The determination module 60 , which may use a look-up table, interprets the digital impedance value to identify the particular type of device. For example, a microphone may have an impedance value in the range of 1-2 kilo-OHMS, headphones may have an impedance value between 16 OHMS and 60 OHMS and speakers may have an impedance value between 4 and 16 OHMS. As one of average skill in the art will appreciate, the steps of the variable impedance may be more than the four illustrated in FIG. 5 to provide greater granularity in determining the impedance of the load.

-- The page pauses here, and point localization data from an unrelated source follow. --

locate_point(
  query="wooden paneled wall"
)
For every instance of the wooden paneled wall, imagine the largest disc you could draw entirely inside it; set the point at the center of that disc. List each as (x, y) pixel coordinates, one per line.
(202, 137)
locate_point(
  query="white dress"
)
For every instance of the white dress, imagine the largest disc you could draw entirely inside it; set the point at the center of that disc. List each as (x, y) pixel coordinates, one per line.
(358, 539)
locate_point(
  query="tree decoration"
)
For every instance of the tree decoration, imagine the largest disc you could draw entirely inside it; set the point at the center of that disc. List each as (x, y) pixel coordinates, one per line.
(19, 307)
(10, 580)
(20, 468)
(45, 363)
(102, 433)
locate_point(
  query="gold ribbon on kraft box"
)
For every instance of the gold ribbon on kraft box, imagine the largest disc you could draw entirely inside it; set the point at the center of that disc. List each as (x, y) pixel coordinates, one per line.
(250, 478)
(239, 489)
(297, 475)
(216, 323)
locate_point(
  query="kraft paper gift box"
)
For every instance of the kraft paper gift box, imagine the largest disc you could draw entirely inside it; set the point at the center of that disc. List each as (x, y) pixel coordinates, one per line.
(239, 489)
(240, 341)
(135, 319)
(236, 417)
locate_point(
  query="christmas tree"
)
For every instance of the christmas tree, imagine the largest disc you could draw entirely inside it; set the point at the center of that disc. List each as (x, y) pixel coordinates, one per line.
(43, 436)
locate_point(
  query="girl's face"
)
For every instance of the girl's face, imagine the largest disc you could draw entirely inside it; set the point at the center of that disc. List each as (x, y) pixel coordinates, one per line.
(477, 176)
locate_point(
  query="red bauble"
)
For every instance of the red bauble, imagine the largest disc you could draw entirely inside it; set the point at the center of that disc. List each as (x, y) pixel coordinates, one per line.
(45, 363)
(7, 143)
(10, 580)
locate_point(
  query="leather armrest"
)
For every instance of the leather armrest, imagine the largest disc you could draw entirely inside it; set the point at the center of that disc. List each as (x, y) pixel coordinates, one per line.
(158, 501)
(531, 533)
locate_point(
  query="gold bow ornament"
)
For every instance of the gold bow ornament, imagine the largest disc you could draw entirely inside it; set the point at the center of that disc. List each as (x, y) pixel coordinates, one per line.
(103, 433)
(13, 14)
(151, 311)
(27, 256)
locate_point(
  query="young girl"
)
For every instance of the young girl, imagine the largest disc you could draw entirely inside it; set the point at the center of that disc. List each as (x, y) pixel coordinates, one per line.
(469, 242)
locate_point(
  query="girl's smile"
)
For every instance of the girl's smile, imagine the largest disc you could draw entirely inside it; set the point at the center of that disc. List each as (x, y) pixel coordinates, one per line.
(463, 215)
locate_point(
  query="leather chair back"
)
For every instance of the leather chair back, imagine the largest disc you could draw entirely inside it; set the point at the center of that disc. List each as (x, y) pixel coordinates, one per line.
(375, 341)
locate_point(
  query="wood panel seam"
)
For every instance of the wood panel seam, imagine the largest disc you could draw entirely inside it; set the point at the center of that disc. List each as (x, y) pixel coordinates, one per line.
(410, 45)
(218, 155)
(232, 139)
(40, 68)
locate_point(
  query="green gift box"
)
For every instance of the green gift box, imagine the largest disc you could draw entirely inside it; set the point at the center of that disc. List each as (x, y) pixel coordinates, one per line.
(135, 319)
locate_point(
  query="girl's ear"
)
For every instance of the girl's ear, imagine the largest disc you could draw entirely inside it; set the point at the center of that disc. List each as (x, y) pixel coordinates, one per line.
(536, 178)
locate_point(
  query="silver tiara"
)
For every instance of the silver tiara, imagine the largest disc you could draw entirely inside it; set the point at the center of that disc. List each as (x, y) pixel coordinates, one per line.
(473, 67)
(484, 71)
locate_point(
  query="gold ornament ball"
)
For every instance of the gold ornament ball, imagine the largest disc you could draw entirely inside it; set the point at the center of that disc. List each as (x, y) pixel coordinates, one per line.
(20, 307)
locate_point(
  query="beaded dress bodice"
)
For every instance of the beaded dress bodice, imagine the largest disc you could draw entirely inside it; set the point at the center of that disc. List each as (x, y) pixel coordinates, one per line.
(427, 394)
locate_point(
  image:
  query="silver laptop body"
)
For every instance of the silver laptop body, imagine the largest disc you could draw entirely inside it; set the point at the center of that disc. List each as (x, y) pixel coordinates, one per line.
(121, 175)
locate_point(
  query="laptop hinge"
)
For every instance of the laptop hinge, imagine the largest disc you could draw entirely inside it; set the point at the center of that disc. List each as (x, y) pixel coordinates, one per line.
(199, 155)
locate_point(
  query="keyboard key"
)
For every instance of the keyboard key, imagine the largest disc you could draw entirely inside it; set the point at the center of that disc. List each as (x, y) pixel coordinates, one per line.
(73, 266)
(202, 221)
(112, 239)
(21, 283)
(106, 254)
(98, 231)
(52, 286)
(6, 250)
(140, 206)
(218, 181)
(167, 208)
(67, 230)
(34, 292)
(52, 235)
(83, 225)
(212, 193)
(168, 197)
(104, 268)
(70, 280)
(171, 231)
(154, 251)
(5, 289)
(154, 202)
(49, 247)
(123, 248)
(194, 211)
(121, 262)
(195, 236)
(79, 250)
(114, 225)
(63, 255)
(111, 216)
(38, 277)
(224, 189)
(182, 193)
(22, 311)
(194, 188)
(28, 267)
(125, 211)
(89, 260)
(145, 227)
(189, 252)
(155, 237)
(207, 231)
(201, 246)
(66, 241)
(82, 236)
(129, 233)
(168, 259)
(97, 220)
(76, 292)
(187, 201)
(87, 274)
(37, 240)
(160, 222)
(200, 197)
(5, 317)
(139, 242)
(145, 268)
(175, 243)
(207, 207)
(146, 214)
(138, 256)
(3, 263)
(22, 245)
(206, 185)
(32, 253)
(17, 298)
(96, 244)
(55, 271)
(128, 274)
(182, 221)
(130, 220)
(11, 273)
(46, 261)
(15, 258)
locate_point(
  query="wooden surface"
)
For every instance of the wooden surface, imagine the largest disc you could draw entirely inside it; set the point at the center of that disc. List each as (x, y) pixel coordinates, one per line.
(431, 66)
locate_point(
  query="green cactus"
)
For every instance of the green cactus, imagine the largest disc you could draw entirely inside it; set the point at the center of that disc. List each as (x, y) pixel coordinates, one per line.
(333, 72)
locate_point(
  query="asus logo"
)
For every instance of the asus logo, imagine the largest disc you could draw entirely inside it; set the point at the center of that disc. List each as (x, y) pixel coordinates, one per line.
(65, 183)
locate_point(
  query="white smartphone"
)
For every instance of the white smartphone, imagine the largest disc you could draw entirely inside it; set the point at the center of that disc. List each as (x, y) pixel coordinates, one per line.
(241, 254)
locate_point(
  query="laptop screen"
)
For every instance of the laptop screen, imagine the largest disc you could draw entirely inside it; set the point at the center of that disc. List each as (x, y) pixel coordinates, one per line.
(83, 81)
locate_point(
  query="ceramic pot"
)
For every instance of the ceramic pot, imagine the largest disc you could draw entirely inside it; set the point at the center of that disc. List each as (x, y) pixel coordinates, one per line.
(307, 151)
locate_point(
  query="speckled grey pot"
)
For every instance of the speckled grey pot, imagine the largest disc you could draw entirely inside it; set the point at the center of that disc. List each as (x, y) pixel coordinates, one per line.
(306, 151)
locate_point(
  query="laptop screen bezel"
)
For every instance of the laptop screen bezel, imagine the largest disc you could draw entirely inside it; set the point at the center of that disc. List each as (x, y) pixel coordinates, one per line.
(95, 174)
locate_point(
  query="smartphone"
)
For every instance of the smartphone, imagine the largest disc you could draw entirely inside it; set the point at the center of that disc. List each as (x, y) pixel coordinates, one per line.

FIG. 6 is a schematic block diagram of an alternate embodiment of a load impedance module 62 . In this embodiment, the load impedance module 62 includes the reference current source 72 , comparator 74 , control logic 76 , register 78 , an enable circuit 80 and a signal source 82 . The enable circuit 80 is operably coupled to enable an output buffer 46 of the I/O module to provide the load current 70 based on the signal source 82 . The load current 70 may be in proportion to the reference current produced by the reference current source 72 , which may be a matched buffer to that of the output buffer 46 . When the reference current source 72 is implemented as a matched buffer, it receives the signal produced by the signal source 82 to generate the reference current. The signal source 82 may be a DC signal source, or a variable signal source. For a variable signal source, the frequency may be varied to further fine-tune the impedance of the load. Accordingly, the impedance of the load may be frequency dependent. Based on this frequency dependency, a more accurate interpretation of the particular device coupled to the pin may be rendered.
With the output buffer generating the load current source 70 , the load impedance module 62 functions similarly to the load impedance module of FIG. 4. Note that multiple output buffers, with different drive strengths may be used to supply the load current 70 . As the output buffer 46 is changed, the variable impedance scale is accordingly changed. For example, the variable impedance scale is lower if the output driver 46 is capable of driving speakers or headphones. Conversely, if the output buffer 46 is designed to source a line-out, which is significantly less output power than headphones or speakers, the variable impedance scale would be adjusted accordingly.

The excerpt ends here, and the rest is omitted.